[cars name="Volkswagen"] is desperate to have a player in the near-luxury market to battle cars such as the Acura TL. The eight-cylinder W8 version of the last-generation Passat was a failure. The current Passat sedan doesn’t cut it, either, because it no longer feels like a bargain Audi (as did its predecessor), and it doesn’t drive as keenly as other German sedans. VW nonetheless wants to move upmarket and keep customers from leaving the brand, but so far, it has had little luck in doing so. Its upcoming Routan, a rehash of Chrysler‘s minivan, is one attempt to retain VW buyers, and the four-door, four-seat version of the Passat you see here is another.

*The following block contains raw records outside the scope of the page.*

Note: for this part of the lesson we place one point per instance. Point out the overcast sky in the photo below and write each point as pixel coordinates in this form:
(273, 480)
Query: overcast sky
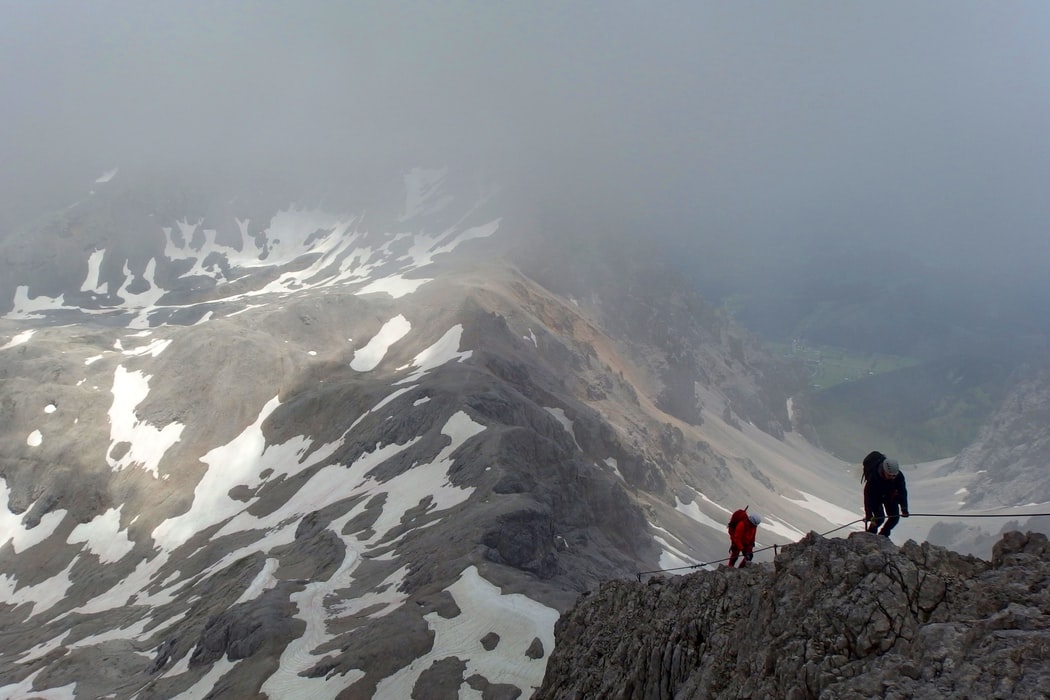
(876, 122)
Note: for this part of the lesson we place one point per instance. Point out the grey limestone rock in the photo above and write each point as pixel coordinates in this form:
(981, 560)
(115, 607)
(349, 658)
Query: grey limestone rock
(830, 618)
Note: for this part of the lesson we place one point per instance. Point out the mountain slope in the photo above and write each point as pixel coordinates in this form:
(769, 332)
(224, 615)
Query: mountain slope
(293, 451)
(854, 617)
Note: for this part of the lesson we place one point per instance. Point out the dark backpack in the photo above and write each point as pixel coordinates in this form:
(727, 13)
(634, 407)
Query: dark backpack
(870, 465)
(736, 518)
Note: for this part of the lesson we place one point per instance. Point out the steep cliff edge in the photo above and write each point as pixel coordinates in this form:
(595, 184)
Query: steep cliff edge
(830, 618)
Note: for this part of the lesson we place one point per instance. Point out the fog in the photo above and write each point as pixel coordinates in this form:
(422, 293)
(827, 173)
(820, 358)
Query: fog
(893, 126)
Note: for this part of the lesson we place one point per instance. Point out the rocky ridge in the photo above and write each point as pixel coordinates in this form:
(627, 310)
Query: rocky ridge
(831, 618)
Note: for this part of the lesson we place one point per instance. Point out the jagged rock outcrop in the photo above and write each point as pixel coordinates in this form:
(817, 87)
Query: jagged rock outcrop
(1012, 448)
(831, 618)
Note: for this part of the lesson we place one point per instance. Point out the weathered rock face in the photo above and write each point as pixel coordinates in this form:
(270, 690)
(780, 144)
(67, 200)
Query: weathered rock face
(831, 618)
(1011, 451)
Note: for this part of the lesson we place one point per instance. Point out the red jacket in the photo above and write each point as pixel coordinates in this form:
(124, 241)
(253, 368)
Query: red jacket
(742, 535)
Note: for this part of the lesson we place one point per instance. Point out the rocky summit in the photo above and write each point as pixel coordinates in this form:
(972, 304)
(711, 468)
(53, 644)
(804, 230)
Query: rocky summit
(374, 445)
(832, 618)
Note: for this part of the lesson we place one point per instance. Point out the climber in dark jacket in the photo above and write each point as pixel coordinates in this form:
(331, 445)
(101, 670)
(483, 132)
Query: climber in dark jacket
(885, 493)
(742, 527)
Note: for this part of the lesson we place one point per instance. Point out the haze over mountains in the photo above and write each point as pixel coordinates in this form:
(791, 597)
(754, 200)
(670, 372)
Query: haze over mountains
(343, 346)
(330, 453)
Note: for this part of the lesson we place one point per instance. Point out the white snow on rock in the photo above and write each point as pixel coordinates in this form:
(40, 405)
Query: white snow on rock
(103, 536)
(147, 444)
(18, 339)
(516, 618)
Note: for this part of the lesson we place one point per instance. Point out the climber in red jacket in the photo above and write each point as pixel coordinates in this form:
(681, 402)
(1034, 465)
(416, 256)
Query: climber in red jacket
(742, 527)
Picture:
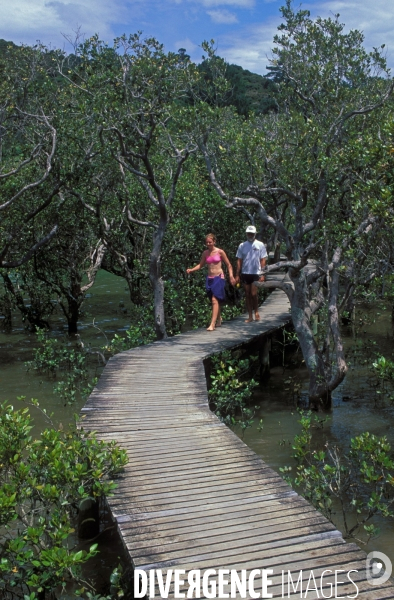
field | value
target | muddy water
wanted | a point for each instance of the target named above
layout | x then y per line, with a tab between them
356	407
104	314
354	402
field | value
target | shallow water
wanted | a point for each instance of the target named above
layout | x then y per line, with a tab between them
354	408
104	314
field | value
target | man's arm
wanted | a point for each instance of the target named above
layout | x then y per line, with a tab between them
263	262
238	270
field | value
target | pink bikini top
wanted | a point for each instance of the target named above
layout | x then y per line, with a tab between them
213	258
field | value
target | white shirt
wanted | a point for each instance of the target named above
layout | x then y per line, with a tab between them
251	253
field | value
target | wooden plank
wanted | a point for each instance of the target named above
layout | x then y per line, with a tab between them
193	495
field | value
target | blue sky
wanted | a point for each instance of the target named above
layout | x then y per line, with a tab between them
242	29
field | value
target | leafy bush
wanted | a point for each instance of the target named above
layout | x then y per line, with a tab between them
230	391
359	483
42	483
52	357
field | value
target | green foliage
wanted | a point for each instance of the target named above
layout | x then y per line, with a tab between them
52	357
136	335
383	369
42	482
230	390
358	484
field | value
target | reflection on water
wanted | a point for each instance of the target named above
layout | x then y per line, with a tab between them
354	407
104	314
354	410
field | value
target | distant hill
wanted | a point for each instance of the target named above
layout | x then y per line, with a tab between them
4	45
251	92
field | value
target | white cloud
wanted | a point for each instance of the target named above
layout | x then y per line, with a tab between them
187	44
251	48
375	19
27	21
237	3
222	16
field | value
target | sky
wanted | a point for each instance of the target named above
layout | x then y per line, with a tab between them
242	29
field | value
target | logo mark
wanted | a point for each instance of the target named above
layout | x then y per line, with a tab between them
379	568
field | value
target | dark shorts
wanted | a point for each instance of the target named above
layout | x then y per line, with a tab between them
215	286
248	278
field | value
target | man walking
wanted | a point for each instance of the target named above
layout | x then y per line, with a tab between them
251	258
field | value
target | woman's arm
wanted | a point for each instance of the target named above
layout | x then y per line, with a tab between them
228	265
200	265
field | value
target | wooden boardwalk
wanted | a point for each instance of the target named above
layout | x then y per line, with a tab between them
193	495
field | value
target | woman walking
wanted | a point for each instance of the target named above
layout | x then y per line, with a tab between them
212	257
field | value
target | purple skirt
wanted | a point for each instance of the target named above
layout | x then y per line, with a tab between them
215	286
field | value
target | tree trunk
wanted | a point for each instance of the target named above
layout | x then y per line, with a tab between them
314	361
156	280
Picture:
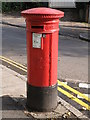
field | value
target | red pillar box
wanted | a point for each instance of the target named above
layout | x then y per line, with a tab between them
42	26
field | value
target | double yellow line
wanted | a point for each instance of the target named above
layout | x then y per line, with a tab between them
13	63
69	95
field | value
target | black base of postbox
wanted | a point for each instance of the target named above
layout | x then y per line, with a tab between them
41	99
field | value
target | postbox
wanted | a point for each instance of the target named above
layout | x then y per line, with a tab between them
42	27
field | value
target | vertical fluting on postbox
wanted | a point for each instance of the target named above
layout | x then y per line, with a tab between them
42	26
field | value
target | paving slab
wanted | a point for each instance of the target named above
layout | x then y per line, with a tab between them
14	100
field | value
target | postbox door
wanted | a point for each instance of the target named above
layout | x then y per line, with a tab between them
42	59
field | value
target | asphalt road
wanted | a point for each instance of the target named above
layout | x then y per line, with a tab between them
72	55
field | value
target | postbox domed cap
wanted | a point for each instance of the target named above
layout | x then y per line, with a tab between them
42	12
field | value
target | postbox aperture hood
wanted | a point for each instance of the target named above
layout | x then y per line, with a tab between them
42	13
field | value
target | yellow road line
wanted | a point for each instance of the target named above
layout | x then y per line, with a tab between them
74	98
13	62
74	91
59	89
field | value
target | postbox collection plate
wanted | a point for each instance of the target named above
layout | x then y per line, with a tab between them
36	40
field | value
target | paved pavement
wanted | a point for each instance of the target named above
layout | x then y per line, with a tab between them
14	100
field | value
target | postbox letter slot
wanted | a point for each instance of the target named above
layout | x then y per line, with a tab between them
37	27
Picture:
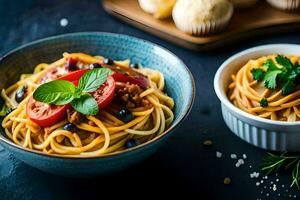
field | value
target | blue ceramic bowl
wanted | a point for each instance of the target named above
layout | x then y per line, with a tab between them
179	85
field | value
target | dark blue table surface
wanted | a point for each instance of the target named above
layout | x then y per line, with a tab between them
183	167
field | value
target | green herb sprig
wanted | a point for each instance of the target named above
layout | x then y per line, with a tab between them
61	92
281	74
274	163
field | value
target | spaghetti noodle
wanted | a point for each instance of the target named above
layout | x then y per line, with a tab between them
94	135
247	94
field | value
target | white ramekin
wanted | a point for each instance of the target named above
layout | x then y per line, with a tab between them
264	133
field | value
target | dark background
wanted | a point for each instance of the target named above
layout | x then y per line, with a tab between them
183	167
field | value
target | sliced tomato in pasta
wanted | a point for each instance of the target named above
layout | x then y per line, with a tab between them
105	93
44	114
74	76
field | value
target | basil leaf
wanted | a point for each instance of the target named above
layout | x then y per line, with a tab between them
58	92
93	79
86	104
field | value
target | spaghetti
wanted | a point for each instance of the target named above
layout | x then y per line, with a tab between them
94	135
249	94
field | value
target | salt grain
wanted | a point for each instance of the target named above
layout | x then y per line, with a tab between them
64	22
233	156
241	161
218	154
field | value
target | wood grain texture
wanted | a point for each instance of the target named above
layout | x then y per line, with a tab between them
258	20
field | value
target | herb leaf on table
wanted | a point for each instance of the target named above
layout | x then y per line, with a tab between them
274	163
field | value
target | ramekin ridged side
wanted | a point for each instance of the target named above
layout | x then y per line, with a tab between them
259	136
264	133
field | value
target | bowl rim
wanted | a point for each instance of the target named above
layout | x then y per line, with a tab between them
186	111
224	99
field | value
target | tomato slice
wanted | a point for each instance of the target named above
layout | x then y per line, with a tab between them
74	76
44	114
142	81
105	93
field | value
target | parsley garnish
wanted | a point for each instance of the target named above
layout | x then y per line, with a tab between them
61	92
281	74
258	74
264	102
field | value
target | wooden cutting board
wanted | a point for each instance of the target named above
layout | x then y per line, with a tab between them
261	19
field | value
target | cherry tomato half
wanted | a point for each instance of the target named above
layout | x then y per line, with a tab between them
139	80
105	93
74	76
44	114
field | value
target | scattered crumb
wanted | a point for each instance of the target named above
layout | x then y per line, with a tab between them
207	142
233	156
241	161
64	22
227	181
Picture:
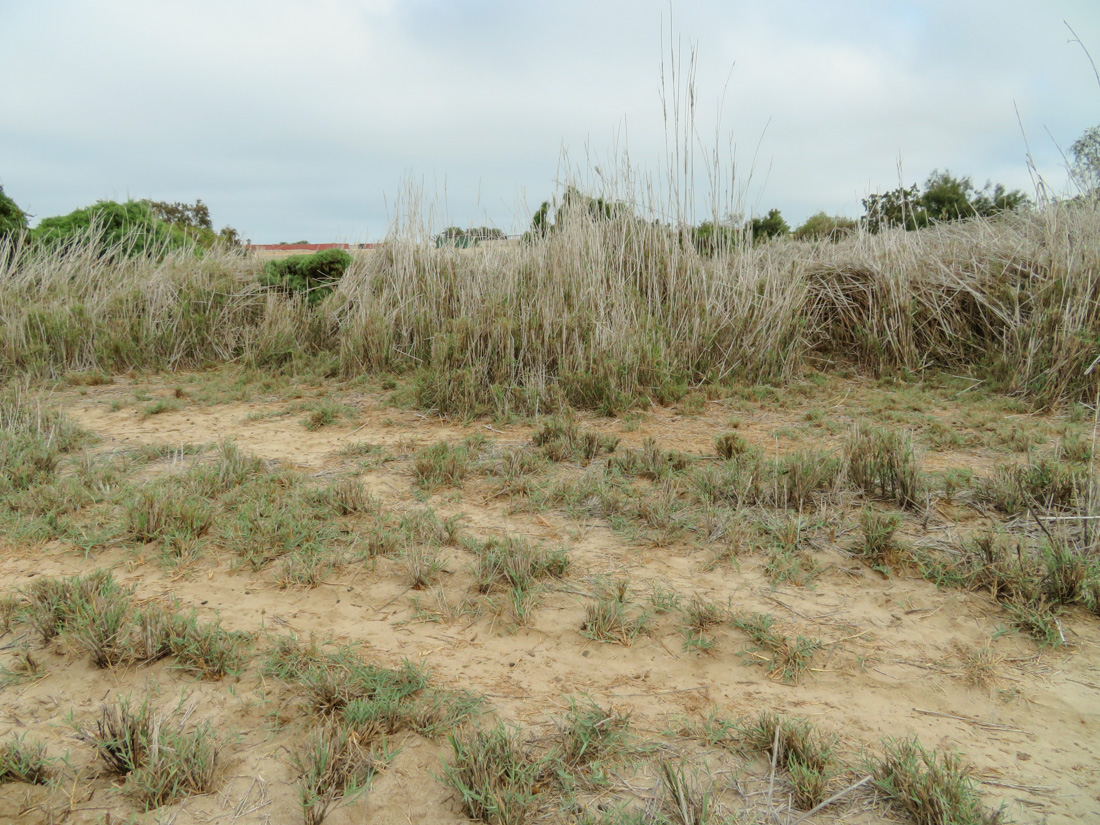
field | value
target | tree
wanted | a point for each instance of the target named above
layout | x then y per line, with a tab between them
12	219
822	227
1085	169
771	226
120	229
945	198
194	220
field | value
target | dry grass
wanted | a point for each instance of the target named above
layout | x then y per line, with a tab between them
1008	300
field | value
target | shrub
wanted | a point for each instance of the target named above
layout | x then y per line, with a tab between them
12	219
823	227
118	230
314	276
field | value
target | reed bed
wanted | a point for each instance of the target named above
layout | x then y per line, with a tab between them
603	312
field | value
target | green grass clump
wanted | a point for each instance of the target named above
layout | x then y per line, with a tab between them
1044	483
930	788
160	760
446	464
612	616
495	776
23	761
563	440
516	567
650	462
336	762
883	463
787	658
807	755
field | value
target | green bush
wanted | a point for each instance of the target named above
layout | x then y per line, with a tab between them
12	219
120	230
826	227
314	275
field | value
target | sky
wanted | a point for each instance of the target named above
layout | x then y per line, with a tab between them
328	120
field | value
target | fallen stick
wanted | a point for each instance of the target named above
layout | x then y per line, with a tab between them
833	799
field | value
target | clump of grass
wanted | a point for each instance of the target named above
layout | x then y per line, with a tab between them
877	545
807	756
422	564
563	440
334	763
517	567
446	464
325	413
161	762
207	650
883	463
161	405
701	617
650	461
787	658
684	798
730	444
23	761
590	736
611	616
495	776
1044	482
712	728
927	787
168	508
56	605
802	474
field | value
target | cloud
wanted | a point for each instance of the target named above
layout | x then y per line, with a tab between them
304	119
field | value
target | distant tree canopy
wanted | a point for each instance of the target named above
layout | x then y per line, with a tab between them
1085	169
123	229
574	202
771	226
312	276
136	227
822	227
473	235
944	198
194	220
12	219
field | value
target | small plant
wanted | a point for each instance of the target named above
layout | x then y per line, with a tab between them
930	788
336	762
446	464
207	649
1045	482
562	440
22	761
788	658
712	729
326	413
883	463
422	564
311	276
160	761
650	462
495	777
609	617
798	746
877	543
592	735
802	474
701	616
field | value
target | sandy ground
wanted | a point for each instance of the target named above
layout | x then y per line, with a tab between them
892	662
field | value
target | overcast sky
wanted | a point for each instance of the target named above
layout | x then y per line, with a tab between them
308	120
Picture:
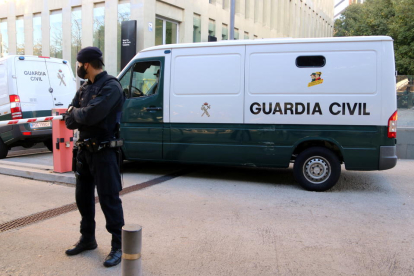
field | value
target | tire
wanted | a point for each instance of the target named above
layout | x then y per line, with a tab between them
49	144
4	150
317	169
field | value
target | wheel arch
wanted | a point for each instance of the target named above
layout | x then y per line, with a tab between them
309	142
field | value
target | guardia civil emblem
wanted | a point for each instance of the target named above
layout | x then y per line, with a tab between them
316	79
61	76
205	107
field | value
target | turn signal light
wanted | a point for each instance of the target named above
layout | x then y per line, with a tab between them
392	125
15	107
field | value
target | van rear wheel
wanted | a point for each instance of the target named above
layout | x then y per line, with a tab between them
317	169
4	150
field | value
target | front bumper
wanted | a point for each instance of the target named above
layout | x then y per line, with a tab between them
388	157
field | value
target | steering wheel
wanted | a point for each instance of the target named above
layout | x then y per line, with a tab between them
139	92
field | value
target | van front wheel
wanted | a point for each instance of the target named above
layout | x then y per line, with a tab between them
317	169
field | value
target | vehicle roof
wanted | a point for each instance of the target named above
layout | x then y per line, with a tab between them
31	56
288	40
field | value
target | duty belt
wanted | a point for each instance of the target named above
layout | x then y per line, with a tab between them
92	145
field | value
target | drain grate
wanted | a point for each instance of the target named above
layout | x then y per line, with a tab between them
24	221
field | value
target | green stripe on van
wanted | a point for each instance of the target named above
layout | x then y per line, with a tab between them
270	145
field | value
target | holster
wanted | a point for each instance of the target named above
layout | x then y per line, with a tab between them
74	158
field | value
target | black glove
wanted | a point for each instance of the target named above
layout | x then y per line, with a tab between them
64	116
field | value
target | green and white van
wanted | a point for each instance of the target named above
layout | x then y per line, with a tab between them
316	102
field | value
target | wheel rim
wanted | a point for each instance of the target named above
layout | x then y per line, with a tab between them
316	169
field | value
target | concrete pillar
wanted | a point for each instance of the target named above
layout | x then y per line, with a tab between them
282	18
11	28
111	38
45	29
28	33
66	30
87	23
144	12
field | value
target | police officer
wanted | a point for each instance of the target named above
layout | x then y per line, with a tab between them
95	112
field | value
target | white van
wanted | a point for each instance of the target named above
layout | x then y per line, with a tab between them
316	102
31	86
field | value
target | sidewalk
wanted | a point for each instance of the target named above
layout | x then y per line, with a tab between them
222	221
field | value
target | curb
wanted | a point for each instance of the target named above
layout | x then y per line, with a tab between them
35	172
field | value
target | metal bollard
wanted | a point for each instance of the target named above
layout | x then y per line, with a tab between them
131	250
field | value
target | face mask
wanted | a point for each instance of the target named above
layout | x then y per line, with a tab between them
81	72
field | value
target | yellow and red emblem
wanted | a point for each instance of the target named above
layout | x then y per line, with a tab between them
316	79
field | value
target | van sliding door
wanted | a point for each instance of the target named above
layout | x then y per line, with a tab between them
32	79
206	110
62	82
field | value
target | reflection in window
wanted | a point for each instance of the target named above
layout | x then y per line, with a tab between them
56	34
196	28
4	38
99	27
125	81
76	35
225	32
405	100
20	35
166	32
170	32
159	32
37	34
236	34
145	79
124	14
212	28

The “comfort coupe” (hence the CC name) is slightly longer and wider than the Passat sedan and is two inches lower. Open the doors, and you’re greeted by four bucket seats. Rear-seat comfort is very good if you’re not much taller than six feet. Surprisingly, trunk space doesn’t take a hit, and folding rear seats are retained. A relatively large sunroof is optional, but it only tilts; we’d like to see a full-length glass roof, which could enhance the car’s upmarket aspirations while adding light to the rear of the cabin. An excellent new touch-screen navigation system and an impressive 600-watt Dynaudio stereo with a 30-gigabyte hard drive are also optional.
Some other new technologies will not come to America. The most notable of these is Lane Assist, which uses a small camera in the windshield to read road markings; at speeds above 40 mph, the CC will actively turn the steering wheel, keeping the car in its lane. It works well and is smooth and unobtrusive. To answer your next question – no, you can’t just sit there and read the morning paper while you’re heading down the highway, because the system turns off when you remove your hands from the wheel. Not surprisingly, VW of America says that Lane Assist hasn’t earned the approval of its legal department.
We spent most of our test drive in a German-market, top-spec CC equipped with VW’s 300-hp VR6, a dual-clutch automatic (DSG), and the new, more advanced 4Motion all-wheel-drive system. As with the U.S.-spec Passat sedan and wagon, we’ll get a slightly detuned (by 20 hp) version of this engine hitched to a conventional automatic and either front- or all-wheel drive. U.S. buyers also can choose a 2.0-liter turbocharged four-cylinder engine with either a manual or an automatic sending power to the front wheels. VW maintains that, in larger vehicles, Americans prefer the more sedate nature of a regular automatic to the sporting focus of a dual-clutch gearbox.
Get behind the wheel of the CC, and within a few miles, it’s clear that this is no ordinary Passat. While hardly a sport sedan, the CC has a smooth, elegant demeanor when it’s driven below six- or seven-tenths. It is also buttoned-down, with good body control, even at speeds above 120 mph. Where the regular Passat always feels like a family car, the CC has a special air about it, and its extroverted design inspires onlookers to stare and to whip out camera phones, even in a typically reserved country like Germany. Final driving impressions will have to wait until U.S.-market cars are available, since our Euro test vehicle featured three-way adjustable dampers that aren’t coming to America.
In the end, the CC is VW’s best effort yet to retain near-luxury customers, especially when you consider the car’s pricing. The base, 2.0-liter turbo CC will start at about $27,000 when sales begin this fall. The four-seat Passat might not reward the keen driver (we don’t see GTI owners graduating to the CC), but we can’t name another four-door car that offers this much curb appeal for the price.